Onvruchtbaarheid

Synoniemen

Steriliteit, onvruchtbaarheid

Definitie

Onvruchtbaarheid kan nauwkeuriger worden beschreven met de termen onvruchtbaarheid of onvruchtbaarheid. Onvruchtbaarheid beschrijft het onvermogen om zwanger te worden ondanks bestaande geslachtsgemeenschap met de bedoeling een kind voort te brengen. De poging om zwanger te worden zou meer dan 2 jaar moeten duren.

Afhankelijk van of een zwangerschap heeft plaatsgevonden, wordt de term primaire of secundaire onvruchtbaarheid gebruikt. Onvruchtbaarheid moet vanuit een genderperspectief worden bekeken. In het geval van de vrouw zegt het iets over het vermogen om het kind te dragen.

Hoewel de vrouw zwanger kan worden, is ze niet in staat de zwangerschap zonder complicaties (bijv. risico op abortus). Bij mannen moet onvruchtbaarheid worden gezien in de context van sperma kwaliteit. Dit kan worden bepaald met een spermiogram. Bovendien kan onvruchtbaarheid ook optreden als geslachtsgemeenschap niet kan plaatsvinden vanwege bepaalde barrières (bijvoorbeeld anatomische).

Epidemiologie

10-15% van de paren in de vruchtbare leeftijd heeft onvruchtbaarheid. Het aantal niet-gemelde gevallen van onvruchtbaarheid is waarschijnlijk veel hoger. a) Basale lichaamstemperatuurcurve om onvruchtbaarheid te meten: de vrouw meet haar temperatuur elke dag 's morgens vroeg voordat ze opstaat, die vervolgens wordt uitgezet tegen de tijd.

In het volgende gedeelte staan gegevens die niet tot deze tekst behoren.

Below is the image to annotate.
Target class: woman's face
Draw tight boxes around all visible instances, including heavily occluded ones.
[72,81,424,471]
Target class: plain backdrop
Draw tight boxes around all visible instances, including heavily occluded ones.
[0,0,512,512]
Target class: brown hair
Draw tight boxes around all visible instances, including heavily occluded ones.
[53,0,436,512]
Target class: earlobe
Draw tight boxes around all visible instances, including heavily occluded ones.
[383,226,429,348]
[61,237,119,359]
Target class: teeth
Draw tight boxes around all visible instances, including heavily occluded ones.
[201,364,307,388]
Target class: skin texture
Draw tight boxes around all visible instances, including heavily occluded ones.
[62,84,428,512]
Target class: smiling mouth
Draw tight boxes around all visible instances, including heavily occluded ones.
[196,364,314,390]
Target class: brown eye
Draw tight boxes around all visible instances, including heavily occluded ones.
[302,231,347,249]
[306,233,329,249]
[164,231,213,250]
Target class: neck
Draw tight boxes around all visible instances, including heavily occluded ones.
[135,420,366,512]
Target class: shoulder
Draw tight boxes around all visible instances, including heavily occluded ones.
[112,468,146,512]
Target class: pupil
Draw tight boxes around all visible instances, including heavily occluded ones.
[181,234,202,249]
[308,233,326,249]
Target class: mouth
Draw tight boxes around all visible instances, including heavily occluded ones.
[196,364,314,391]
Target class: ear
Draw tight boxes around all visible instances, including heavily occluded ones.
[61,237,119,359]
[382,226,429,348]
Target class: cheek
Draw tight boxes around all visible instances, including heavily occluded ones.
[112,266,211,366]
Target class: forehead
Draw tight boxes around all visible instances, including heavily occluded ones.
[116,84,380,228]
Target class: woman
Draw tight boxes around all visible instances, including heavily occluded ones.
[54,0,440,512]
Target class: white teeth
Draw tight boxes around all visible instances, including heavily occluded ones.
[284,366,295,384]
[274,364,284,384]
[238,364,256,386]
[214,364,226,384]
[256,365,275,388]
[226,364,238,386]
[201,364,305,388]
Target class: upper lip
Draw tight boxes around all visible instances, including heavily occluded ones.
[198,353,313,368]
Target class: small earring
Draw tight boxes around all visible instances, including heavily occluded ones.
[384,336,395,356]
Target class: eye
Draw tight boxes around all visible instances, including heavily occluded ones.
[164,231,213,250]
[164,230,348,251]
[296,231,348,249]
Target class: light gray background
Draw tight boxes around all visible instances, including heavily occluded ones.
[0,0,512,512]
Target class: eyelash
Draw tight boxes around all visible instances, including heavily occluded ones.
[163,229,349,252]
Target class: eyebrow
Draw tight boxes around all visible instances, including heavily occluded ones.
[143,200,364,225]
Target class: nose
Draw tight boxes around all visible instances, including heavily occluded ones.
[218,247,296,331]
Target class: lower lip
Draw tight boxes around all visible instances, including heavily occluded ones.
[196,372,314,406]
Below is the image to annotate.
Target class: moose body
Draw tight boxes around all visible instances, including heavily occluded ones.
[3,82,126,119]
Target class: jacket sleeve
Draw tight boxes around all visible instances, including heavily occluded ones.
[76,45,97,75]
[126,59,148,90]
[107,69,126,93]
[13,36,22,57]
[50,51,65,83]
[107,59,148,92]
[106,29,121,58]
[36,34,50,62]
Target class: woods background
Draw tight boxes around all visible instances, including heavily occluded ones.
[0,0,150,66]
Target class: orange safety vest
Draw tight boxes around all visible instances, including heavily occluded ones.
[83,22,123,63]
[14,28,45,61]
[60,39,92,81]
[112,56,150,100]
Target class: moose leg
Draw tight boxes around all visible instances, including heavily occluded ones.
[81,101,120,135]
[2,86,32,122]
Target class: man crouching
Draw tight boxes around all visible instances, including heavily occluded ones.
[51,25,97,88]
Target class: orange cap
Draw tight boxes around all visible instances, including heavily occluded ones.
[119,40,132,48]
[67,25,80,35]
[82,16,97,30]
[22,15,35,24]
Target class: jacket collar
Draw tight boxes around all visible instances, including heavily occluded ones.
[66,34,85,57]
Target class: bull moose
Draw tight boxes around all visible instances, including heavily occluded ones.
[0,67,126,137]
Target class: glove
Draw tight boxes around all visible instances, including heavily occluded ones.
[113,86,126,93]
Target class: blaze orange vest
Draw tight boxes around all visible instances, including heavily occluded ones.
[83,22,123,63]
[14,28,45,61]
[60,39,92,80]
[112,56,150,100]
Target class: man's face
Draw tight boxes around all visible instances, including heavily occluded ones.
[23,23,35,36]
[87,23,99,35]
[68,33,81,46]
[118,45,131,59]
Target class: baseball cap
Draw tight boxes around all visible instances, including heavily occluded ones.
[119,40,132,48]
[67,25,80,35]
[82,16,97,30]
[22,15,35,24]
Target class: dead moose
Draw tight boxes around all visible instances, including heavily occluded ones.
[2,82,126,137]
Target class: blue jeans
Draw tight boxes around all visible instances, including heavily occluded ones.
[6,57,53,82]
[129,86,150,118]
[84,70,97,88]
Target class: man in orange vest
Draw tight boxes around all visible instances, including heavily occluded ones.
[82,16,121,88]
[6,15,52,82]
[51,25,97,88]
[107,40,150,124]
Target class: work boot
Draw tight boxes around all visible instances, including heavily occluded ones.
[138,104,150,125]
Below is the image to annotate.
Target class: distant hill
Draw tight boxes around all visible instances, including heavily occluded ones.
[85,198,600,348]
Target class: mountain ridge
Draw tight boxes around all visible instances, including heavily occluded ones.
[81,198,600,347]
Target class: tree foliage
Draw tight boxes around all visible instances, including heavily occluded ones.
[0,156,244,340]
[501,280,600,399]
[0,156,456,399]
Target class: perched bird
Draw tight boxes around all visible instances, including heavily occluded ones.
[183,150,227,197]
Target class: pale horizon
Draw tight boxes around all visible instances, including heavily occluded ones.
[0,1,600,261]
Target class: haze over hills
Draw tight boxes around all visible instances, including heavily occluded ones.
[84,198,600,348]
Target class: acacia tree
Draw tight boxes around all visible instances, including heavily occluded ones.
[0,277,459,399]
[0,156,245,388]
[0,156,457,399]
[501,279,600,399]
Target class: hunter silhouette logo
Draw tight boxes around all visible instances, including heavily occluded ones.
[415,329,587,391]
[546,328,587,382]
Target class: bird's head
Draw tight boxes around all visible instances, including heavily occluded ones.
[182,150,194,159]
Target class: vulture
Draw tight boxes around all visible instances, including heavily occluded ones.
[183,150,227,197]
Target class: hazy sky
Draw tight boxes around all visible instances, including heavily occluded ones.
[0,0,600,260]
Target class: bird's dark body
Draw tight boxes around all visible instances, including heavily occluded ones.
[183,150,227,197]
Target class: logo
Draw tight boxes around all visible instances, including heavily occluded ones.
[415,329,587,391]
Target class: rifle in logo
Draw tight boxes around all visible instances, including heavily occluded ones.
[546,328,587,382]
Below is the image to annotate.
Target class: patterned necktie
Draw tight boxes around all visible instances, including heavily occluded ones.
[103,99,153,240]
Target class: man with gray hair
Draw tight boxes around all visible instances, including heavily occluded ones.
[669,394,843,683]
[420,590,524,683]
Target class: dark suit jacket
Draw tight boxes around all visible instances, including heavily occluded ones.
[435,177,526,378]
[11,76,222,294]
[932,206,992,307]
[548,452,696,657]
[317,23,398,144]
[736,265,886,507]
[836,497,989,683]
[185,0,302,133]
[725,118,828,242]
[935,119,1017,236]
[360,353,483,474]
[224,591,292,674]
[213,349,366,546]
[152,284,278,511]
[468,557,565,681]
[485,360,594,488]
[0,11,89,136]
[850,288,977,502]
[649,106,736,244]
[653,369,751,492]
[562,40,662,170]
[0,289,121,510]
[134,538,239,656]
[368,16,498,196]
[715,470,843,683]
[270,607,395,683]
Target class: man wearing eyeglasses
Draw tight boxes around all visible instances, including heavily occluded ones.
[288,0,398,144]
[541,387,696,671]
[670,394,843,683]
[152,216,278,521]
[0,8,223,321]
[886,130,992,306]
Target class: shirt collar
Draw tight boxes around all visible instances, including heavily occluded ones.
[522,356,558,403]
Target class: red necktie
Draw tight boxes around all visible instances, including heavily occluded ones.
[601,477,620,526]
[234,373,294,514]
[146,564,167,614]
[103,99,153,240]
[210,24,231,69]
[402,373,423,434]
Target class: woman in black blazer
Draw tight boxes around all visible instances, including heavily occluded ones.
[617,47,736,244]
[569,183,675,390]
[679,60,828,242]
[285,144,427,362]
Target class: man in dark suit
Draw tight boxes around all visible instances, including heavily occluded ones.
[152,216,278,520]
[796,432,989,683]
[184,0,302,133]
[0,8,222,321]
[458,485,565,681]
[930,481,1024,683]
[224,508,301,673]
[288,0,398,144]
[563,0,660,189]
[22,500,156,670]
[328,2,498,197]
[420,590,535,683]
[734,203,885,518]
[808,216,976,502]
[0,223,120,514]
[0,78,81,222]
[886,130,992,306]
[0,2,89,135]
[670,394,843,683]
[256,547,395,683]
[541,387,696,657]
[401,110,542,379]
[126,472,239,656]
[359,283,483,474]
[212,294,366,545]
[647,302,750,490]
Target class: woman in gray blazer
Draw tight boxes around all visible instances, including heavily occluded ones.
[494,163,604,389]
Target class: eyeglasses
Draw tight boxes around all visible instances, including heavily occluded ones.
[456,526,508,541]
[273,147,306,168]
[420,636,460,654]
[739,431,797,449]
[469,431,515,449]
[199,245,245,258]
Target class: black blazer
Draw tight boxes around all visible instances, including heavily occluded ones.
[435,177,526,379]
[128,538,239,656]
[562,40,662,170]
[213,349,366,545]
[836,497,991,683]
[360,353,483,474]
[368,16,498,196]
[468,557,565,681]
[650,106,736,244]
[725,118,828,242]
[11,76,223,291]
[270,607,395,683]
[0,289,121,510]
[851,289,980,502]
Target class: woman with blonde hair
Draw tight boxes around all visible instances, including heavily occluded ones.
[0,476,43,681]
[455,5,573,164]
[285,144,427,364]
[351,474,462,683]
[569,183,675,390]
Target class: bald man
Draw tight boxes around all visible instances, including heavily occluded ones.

De curve moet normaal gesproken worden verdeeld in twee helften van de cyclus, die kunnen worden onderscheiden door een temperatuurstijging in de tweede fase. De stijging van de lichaamstemperatuur geeft een betrouwbare indicatie of ovulatie heeft plaatsgevonden en of het progesteron verantwoordelijk voor de 0.5 graden verandering in temperatuur is effectief. Als de tweede fase van de vrouwelijke cyclus niet zo'n temperatuurstijging vertoont, kan er een verstoring van de follikelrijping zijn (zonder FSH geen ovulatie van de dominante follikel).

Een andere reden voor het uitblijven van temperatuurstijging is een functionele aandoening van het corpus luteum, die produceert progesteron. b) Hysterosalpingografie om onvruchtbaarheid te bepalen: bij deze procedure krijgt de patiënt een contrastmiddel in de baarmoederholte, dat zich door de eileiders naar de vrije buikholte. Er kunnen röntgenfoto's worden gemaakt om obstructies en dilatatie van de eileiders.

Bovendien kunnen vleesbomen zichtbaar worden gemaakt in de baarmoeder. c) Hysterosalpingo-contrast-echografie om onvruchtbaarheid te bepalen: Het verschil met de hysterosalpingografie hierboven is het zachtere contrastmiddel. Dit kan worden gedetecteerd door ultrageluid en vereist geen röntgenfoto's.

d) laparoscopie om onvruchtbaarheid te bepalen: dit is een minimaal invasieve procedure in de vorm van een laparoscopie. Dit geeft direct zicht op de buizen. In tegenstelling tot hysterosalpingografie kan de mobiliteit van de buisjes worden gecontroleerd en kunnen verklevingen met het omringende bekken worden gedetecteerd.

Blauwe instillatie kan hier ook worden gebruikt om de doorgankelijkheid van de buisjes te onderzoeken. Het grote voordeel van laparoscopie is dat ingrepen aan de buis zelf kunnen worden uitgevoerd, zoals het oplossen van verklevingen. e) Varentest om onvruchtbaarheid te bepalen: deze test kan worden gebruikt om de spinbaarheid van het zevix-slijm te bepalen. Als de varen-test positief is, wat wordt uitgedrukt door de vorming van kristallen in het baarmoederhalsslijm, de sperma vind optimale omstandigheden voor doorgang van de hals aan de baarmoeder. f) Gynaecologisch uitstrijkje voor onvruchtbaarheid: een uitstrijkje van cellen in het cervicale gebied wordt gemaakt op een wattenstaafje Dit uitstrijkje kan worden gecontroleerd op veranderingen in het cervicale gebied slijmvlies en voor mogelijke bacteriële infecties.